Al-Qâshânî prossegue dizendo que alguns dos que abriram os olhos mediante a segunda «revelação» alcançam o estado de «perfeição» kamâl. São homens «que não estão velados em relação ao Absoluto pela visão das criaturas e que reconhecem os Múltiplos no seio mesmo da Unidade real do Absoluto». Tais são as «pessoas da perfeição» ahl al-kamâl, cujos olhos não estão velados pela divina Majestade ou seja, o aspecto dos Múltiplos fenomênicos em relação à divina Beleza o aspecto do Uno metafísico, nem pela divina Beleza em relação à divina Majestade. O último ponto é mencionado com especial ênfase, já que, segundo a interpretação de al-Qâshânî, a primeira «revelação» consiste exclusivamente em uma experiência da Beleza jamâl, enquanto a segunda é principalmente uma experiência da Majestade jalâl, de modo que, em cada caso, existe certo perigo de que os místicos destaquem exclusivamente uma ou outra.

A primeira «revelação» só põe em evidência a Beleza. O sujeito que a experimenta só presencia Beleza... Desse modo, encontra-se naturalmente velado pela Beleza e não pode ver a Majestade.

Mas entre os que experimentam a segunda «revelação», alguns se encontram velados pela Majestade e não veem a Beleza. Tendem a imaginar e representar o estado de coisas neste plano através das criaturas distintas do Absoluto, e por isso a visão das criaturas os impede de ver o Absoluto.

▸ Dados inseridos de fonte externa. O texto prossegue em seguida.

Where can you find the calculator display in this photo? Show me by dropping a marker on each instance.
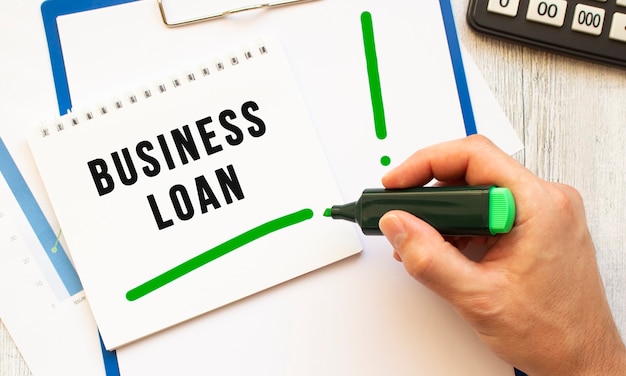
(590, 29)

Ibn Arabi descreve a mesma situação de maneira diferente e concisa:

Alguns de nós as «pessoas da perfeição» têm consciência de que esse supremo conhecimento acerca de nós [[O «conhecimento supremo acerca de nós» remete mais uma vez ao mencionado anteriormente; a saber, a extraordinária cena em que todas as coisas existentes se impregnaram mutuamente, conservando ao mesmo tempo sua individualidade.]] ou seja, os Múltiplos fenomênicos ocorre unicamente no Absoluto. Mas outros os místicos não tão perfeitos são inconscientes da verdadeira natureza dessa Presença a saber, o plano ontológico que se revela na experiência de baqâ’ em que dito conhecimento acerca de nós os Múltiplos fenomênicos ocorre [[Significa que os Múltiplos fenomênicos, sendo como são divina Majestade, são um aspecto do Absoluto, assim como o Uno metafísico que aparece como divina Beleza. O conhecimento dos Múltiplos fenomênicos através do baqâ’ é conhecimento do Absoluto ao mesmo título que o do Uno metafísico através do fanâ’.]]. Deus me livre de ser dos ignorantes!

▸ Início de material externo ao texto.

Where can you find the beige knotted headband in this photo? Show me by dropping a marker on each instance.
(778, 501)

A modo de conclusão, resumamos neste ponto a interpretação que Ibn Arabi dá da Tradição: «Quem se conhece a si mesmo conhece a seu Senhor».

Começa por sublinhar que o autoconhecimento do homem é a premissa absolutamente necessária para seu conhecimento do Senhor, e que o conhecimento do Senhor pelo homem só pode resultar do conhecimento de si mesmo.

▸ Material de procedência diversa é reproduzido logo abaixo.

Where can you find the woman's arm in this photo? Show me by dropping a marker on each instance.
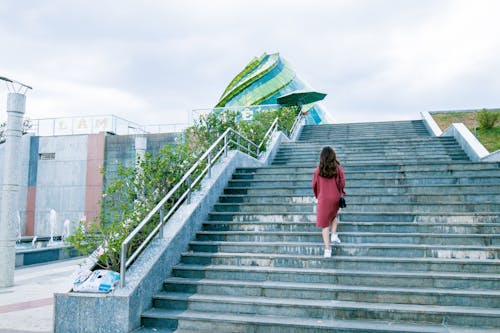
(315, 184)
(342, 180)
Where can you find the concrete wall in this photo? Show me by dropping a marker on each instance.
(60, 182)
(24, 156)
(120, 149)
(121, 309)
(71, 183)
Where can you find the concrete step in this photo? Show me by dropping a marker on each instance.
(361, 198)
(305, 189)
(360, 207)
(350, 249)
(408, 279)
(345, 226)
(350, 175)
(379, 181)
(370, 145)
(327, 309)
(373, 151)
(379, 140)
(353, 237)
(444, 217)
(385, 167)
(360, 263)
(318, 291)
(189, 321)
(374, 161)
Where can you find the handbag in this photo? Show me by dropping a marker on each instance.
(342, 202)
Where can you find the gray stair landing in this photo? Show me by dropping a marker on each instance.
(420, 245)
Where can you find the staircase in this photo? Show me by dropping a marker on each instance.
(420, 245)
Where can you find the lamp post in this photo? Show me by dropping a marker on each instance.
(16, 103)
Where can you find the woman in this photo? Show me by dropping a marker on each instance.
(328, 185)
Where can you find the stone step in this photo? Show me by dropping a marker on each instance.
(383, 167)
(444, 217)
(350, 249)
(360, 207)
(319, 291)
(369, 145)
(343, 226)
(304, 180)
(353, 237)
(361, 198)
(305, 189)
(350, 175)
(423, 149)
(189, 321)
(377, 154)
(340, 135)
(326, 309)
(380, 140)
(374, 264)
(406, 279)
(374, 160)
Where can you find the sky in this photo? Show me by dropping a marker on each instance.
(152, 62)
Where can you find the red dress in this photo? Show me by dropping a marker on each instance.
(328, 195)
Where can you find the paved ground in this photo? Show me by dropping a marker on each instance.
(28, 306)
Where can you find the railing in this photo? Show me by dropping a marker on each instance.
(296, 125)
(187, 183)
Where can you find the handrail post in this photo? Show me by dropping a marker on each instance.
(209, 165)
(123, 261)
(162, 216)
(188, 181)
(225, 146)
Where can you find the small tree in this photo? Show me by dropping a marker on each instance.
(135, 191)
(487, 119)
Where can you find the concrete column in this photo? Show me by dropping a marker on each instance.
(141, 144)
(10, 189)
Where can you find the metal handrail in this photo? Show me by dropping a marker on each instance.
(251, 149)
(296, 123)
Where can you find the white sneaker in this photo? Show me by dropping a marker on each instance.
(335, 239)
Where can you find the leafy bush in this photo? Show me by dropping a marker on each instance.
(136, 191)
(487, 119)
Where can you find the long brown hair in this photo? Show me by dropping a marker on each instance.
(328, 162)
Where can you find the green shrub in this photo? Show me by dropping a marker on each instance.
(487, 119)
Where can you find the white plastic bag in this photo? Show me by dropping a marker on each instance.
(100, 281)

O que importa aqui é que a palavra «Deus» Rabb, na terminologia de Ibn Arabi, significa o Absoluto manifestando-se através de um Nome determinado. Não se refere à Essência, que ultrapassa qualquer determinação e transcende qualquer relação. Assim, «Quem se conhece a si mesmo conhece a seu Senhor» não sugere de modo algum que o autoconhecimento de um homem permita a este conhecer o Absoluto em sua Essência pura. Não importa o que faça, por mais profunda que seja sua experiência de «revelação», terá que parar no nível do «Senhor». Nele encontra-se o limite da cognição humana.

Em sentido contrário, porém, a mesma cognição humana é capaz de abranger um campo surpreendentemente amplo em seu esforço por conhecer o Absoluto. Afinal, o Absoluto em seu aspecto autorrevelador é, na última e definitiva fase de sua atividade, o mundo em que vivemos. E «cada parte do mundo» é indicadora de sua própria base ontológica, que é «seu Senhor». Por outro lado, o homem é a parte mais perfeita do mundo. Se esta chega a conhecer-se a si mesma mediante o autoconhecimento ou a autoconsciência, será naturalmente capaz de conhecer, dentro dos limites do possível, o Absoluto, na medida em que se manifesta no mundo.

Parece que resta uma questão crucial: o homem é realmente capaz de conhecer-se a si mesmo com tanta profundidade? No entanto, este é um problema relativo. Se se toma a expressão «conhecer-se a si mesmo» no sentido mais rigoroso, a resposta será negativa. Mas se se toma em sentido geral, a resposta será positiva. Como diz Ibn Arabi, «Acertarás dizendo “Sim” e acertarás dizendo “Não”».